Sunday, January 25, 2009

Model Prisoner

Several days ago I received the most thrilling email of my life.

A children's modeling agency was interested in possibly representing my son Ethan. Liz-Beth, the agency owner was seeking 'talent' for a prominent childrens clothing catalogue and had heard through a mutual friend that my son Ethan possessed the ideal All-American 'look.' Liz-Beth suggested that I bring Ethan to the set early Sunday morning for some test shots. She assured me it would be in intimate affair and was really just a formality - Ethan's good looks, poise and natural 'ability' was certain to land him the job and a fabulous future career in childrens modeling. My head began to spin with excitement. Just the words 'set' and 'test shots' sent me into a tizzy. I fantasized about attending New York's Fashion Week,
front-and-center with my good friends Dita Von Teese, Mary Kate Olsen and Anna Wintour discussing Ethan's meteoric rise to the top of the childrens modeling world.

"He's a winner, an absolute doll!' Dita would shout during the crowd's standing ovation for my son.

Anna, who generally said little during fashion shows, sat in her folding chair sobbing.

"I've seen the face of God," Anna moaned "Ethan. Ethan. Ethan."

"Stop it, you two," I would chide playfully "He's just an ordinary kid."

"Only much better looking!" Mary Kate would giggle.

Anna, Dita, Mary Kate and I would dissolve into peels of laughter, our little 'joke' causing crocodile tears to roll down my cheeks. The other 'lesser' children in the show might as well have been wearing burlap sacks - their mediocrity eclipsed by my son's incandescent beauty. Not wanting Dita, Anna, Mary Kate, the fashion press or (God forbid) the paparazzi to see the tears of joy rimming my eyes, I planned on wearing my Faux Semblant Carré Louis Vuitton sunglasses that I adore, but my husband George swears make me look like Edith Head.

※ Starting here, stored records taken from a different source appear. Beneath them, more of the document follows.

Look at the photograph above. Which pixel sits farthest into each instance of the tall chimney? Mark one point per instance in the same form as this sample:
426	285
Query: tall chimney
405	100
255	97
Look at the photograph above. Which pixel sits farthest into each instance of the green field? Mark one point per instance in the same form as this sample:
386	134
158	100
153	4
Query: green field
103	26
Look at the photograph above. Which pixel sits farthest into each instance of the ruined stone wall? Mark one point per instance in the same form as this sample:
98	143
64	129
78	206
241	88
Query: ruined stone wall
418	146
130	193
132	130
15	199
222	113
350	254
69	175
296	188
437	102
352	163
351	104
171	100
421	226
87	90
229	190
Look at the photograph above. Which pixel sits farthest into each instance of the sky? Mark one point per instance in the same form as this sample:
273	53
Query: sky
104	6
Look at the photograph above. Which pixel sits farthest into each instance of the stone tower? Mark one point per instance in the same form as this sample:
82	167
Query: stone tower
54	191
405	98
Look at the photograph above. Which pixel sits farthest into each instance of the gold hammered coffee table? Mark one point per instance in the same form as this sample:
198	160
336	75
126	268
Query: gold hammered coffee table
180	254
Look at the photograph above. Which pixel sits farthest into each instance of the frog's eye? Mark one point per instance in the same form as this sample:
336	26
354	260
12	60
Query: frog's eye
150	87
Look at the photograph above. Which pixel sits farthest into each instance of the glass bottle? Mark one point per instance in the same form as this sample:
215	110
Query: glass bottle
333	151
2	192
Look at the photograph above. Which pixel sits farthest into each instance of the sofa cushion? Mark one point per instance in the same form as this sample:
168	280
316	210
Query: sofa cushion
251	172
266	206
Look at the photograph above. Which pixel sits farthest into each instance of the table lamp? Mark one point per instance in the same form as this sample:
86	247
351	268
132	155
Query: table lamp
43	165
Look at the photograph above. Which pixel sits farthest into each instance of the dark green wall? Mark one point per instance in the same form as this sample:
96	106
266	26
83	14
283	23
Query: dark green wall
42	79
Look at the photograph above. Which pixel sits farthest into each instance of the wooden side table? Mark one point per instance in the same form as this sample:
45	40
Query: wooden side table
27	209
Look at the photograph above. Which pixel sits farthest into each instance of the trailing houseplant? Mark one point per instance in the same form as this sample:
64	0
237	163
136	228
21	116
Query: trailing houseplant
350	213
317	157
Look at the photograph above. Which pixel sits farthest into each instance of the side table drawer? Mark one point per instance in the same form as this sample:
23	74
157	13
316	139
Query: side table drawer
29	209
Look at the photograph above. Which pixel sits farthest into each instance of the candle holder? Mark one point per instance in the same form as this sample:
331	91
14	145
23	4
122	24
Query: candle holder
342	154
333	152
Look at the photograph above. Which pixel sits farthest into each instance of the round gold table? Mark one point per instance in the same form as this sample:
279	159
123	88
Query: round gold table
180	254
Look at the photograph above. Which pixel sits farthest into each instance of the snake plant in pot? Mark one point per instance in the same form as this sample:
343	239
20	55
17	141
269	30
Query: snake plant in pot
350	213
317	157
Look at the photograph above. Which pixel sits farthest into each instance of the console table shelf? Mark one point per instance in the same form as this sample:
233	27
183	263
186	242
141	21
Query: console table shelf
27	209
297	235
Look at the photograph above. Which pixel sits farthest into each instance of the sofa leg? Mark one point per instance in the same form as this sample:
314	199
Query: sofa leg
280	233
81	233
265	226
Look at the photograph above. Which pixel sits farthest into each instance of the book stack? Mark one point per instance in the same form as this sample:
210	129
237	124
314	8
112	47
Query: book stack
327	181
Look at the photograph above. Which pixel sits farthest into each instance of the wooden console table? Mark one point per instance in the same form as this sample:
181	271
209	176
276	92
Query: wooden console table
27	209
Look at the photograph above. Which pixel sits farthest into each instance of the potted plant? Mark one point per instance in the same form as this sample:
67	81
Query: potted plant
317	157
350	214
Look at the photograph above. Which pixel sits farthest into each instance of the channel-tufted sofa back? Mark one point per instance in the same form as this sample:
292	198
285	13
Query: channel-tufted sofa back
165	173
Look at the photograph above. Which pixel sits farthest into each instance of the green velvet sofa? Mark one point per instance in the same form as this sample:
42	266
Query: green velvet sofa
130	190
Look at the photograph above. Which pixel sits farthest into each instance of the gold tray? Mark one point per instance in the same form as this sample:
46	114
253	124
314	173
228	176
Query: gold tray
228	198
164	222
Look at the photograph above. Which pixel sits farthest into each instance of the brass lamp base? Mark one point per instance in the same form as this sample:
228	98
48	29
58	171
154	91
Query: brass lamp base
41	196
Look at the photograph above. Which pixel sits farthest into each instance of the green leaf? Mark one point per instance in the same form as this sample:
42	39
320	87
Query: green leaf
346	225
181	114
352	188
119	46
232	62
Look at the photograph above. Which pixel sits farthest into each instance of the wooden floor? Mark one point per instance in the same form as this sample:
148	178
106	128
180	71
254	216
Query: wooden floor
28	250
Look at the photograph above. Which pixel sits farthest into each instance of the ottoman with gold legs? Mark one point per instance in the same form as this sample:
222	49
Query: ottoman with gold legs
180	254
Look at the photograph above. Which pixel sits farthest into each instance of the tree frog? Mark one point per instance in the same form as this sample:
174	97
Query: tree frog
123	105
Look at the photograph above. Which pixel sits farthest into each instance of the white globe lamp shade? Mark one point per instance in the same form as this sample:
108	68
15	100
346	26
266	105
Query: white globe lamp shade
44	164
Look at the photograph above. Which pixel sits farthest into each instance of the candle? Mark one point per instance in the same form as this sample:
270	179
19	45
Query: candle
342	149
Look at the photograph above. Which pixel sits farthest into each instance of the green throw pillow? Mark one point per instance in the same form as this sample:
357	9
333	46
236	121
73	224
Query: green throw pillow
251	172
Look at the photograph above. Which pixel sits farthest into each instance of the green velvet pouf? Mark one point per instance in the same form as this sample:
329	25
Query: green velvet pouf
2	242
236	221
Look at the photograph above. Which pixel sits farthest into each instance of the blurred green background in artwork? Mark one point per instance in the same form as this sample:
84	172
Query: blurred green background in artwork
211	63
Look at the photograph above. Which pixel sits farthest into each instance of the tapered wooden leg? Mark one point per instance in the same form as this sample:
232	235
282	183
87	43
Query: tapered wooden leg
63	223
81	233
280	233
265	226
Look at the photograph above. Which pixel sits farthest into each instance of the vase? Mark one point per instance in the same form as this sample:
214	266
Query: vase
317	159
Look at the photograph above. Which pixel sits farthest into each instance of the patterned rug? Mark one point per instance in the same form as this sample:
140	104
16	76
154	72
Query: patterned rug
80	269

"We'll do our best to make it," I replied (trying to sound blase in my email response ), "But Ethan's been working like crazy - I had hoped that he might have at least ONE day off this month. I'll see what I can do."

The next few days at our home consisted of model boot camp. At regular intervals I would bark at Ethan to 'find the lens' and would demand he give me varied ranges of facial expressions. I would carefully critique his 'look' and then fine tune his poor 'performance.'

"Look Ethan," I said during one frustrating posing session,"Modeling is not for the faint of heart. It's a career, not a job!" He shrugged his shoulders and continued to throw a tennis ball against my bedroom wall.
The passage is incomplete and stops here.